The Choo, Mokhtarian, and Salomon study is interesting for its unique approach to estimating
the VMT effects of telecommuting but the aggregate data and simple version of the VMT model leave
much unexplained. The residuals from the first-stage VMT model are likely to include quite a number
of omitted variables, thus the telecommuting variable in the second-stage regression could be proxying
for a number of other factors that affect VMT.

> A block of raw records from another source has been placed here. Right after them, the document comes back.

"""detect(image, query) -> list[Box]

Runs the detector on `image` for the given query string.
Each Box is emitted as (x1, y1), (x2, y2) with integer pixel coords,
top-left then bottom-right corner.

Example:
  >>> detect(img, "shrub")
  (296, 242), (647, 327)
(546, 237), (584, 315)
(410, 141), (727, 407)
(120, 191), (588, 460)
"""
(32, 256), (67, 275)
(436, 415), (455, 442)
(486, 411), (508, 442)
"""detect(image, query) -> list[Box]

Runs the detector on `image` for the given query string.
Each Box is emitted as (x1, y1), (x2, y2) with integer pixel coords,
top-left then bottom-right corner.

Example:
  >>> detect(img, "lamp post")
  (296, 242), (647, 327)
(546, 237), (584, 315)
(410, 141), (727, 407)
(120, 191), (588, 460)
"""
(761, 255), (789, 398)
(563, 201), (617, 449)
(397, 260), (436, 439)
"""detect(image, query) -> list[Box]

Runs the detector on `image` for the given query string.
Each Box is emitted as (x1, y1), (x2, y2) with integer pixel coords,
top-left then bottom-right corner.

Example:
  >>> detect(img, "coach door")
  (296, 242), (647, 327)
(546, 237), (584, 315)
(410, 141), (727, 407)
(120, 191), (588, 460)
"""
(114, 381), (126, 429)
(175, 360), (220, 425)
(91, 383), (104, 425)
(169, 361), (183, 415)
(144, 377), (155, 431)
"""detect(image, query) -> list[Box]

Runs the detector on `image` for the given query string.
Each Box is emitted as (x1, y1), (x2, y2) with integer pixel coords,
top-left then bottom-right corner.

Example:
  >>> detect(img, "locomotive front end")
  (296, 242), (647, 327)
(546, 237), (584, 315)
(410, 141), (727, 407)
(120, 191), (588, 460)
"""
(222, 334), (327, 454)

In a recent working paper, Collantes and Mokhtarian (2003) analyze data from 218 employees
of the state of California. The survey of these employees, completed in 1998, included retrospective
responses to questions about telecommuting frequency, commute distances, residential relocations and
job relocations for a 10-year period, 1988-1998, on a quarter-by-quarter basis. The point of the survey
is to obtain some information on the relationship between travel behavior, telecommuting, and
residential location decisions. In this paper, the authors do not econometrically model telecommuting
choice or frequency or location decisions. They do, however, look at patterns of telecommuting over
time and distances commuted and calculate total VMT and PMT for telecommuters and non-
telecommuters.8
The authors find that average commute lengths, which have increased over the 10-year period,
are generally longer for telecommuters than non-telecommuters and that the difference between the two
has increased over time. The authors speculate that two processes could be at work to cause these
results: (1) relocations made for a variety of reasons could lead to longer commutes thus prompting
more telecommuting, and/or (2) increased availability of telecommuting might cause people to relocate
farther from their jobs. The authors try to use their data to separate out these two possibilities. The
second scenario - the availability of telecommuting leading people to move farther from their jobs -
does not appear to hold. Current and former telecommuters in the dataset have shorter commutes, on
average, after a move while nontelecommuters have longer ones. The longer distance moves tend to be
those that take place before telecommuting begins. The authors claim that this suggests that
telecommuting is a consequence of a move rather than the cause of it. When survey respondents were
asked what factors were important in their three most recent moves, telecommuting was only listed at all
in 12 of 97 cases and even in these, it was not listed as an important factor.
In terms of frequency of telecommuting, the data in this study shows that people telecommute,
on average, approximately 1.5 times/week. This average has fallen over time, according to the survey
responses, and the authors explore different possible explanations for this decline. The most likely
reason, according to the authors, has to do with the fact that the early adopters of telecommuting are
6 They estimate three versions of a VMT model and five versions of a VMT per capita model. The model we
describe here is the one that they feel provides the best overall results.
7 Regardless of the first-stage model used, the telecommuters variable is always significant in the second-stage
model.
8 The two measures of miles traveled will differ to the extent that a person carpools.